A client of mine is interested in having their website localised into Chinese, and have specified that they want it in both Mandarin and Cantonese. Is that a standard request? My understanding was that, for the purposes of a website, they would not need to be differentiated. Do they really need two completely separate mirror sites?
Thanks for any light you can shed.
| | Henry Zhang
Local time: 09:36
English to Chinese
| Traditional Chinese and Simplified Chinese || Feb 11, 2010 |
People in mainland China use simplified Chinese while those in Hong Kong and Taiwan use Traditional Chinese.
Cantonese is a very popular dialect spoken by people in Hong Kong and in some parts of China. I believe your client confuses Cantonese (spoken language) with Traditional Chinese (written language) here.

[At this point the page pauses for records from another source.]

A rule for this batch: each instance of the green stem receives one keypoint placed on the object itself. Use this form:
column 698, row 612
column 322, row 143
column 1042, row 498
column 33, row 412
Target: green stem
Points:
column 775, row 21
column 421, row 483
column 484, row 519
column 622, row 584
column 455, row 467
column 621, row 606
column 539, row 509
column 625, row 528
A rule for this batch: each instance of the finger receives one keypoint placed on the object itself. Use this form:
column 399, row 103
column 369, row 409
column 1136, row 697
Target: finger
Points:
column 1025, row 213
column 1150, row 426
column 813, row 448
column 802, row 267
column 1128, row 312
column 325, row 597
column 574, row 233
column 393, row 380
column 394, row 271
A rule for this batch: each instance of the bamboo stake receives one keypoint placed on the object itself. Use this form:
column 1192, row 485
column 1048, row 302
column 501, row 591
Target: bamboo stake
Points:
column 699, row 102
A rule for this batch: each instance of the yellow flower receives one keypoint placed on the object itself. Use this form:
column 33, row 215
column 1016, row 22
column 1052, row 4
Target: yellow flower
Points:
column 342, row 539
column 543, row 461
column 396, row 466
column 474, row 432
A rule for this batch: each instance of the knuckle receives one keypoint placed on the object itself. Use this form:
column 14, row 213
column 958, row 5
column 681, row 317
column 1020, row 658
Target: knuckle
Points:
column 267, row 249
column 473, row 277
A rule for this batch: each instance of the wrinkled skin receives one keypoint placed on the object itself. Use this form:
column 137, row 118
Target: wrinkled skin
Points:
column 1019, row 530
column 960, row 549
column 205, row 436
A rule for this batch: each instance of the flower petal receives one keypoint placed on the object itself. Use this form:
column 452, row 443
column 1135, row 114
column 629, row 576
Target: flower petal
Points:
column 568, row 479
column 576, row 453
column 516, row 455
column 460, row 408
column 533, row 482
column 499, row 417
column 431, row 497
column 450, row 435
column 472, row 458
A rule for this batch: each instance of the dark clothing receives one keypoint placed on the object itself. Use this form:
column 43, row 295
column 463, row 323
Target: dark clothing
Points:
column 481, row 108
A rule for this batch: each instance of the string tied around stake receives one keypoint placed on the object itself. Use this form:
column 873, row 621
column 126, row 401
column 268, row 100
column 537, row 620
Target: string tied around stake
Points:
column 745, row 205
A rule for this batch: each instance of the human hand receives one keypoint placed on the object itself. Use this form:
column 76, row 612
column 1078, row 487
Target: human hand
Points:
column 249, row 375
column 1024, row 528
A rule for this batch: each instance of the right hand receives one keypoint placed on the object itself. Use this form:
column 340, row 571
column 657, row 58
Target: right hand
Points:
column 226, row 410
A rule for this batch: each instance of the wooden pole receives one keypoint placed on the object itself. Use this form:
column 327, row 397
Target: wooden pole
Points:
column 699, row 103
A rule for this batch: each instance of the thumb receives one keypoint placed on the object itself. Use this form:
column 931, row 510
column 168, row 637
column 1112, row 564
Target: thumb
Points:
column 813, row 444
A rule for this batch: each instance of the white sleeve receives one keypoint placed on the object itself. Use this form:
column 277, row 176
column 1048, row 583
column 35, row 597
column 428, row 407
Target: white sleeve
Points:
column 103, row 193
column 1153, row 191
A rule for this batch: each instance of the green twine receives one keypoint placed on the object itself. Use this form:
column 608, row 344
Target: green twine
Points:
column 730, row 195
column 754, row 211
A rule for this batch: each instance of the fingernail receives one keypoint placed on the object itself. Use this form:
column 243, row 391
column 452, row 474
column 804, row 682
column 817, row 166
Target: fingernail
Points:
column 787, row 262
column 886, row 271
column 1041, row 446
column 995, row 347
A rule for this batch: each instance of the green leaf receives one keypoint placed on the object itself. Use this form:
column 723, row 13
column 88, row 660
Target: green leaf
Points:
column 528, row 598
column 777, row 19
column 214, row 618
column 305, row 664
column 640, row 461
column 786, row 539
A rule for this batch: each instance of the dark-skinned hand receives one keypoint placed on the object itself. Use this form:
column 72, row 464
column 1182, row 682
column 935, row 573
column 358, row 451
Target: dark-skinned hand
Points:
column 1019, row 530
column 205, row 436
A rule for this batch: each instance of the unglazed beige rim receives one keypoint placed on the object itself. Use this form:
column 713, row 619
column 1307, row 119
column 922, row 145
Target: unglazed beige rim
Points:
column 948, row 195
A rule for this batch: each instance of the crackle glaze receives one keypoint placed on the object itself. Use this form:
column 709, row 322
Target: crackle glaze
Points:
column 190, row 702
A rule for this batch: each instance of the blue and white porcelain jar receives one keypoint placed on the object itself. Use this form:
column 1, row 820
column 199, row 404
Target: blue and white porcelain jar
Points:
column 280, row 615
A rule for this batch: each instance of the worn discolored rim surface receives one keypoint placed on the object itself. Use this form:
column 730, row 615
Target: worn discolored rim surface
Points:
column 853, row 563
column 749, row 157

For many English website, there's a simplified Chinese and Traditional Chinese equivalent. For example:
http://www.apple.com/tw/ (Traditional Chinese, Taiwan)
http://www.apple.com/hk/ (Traditional Chinese, Hong Kong)
http://www.apple.com.cn/ (Simplified Chinese, mainland China)
Depending on which market your clients is focusing on, the website may need to be translated into Traditional Chinese or Simplified Chinese or both.
The website in TC are different from the website in SC not only because of characters, but also because of wordings. If you compare the three Chinese websites (two traditional Chinese websites and one simplified Chinese website), you would notice they use different Chinese words for the same English word.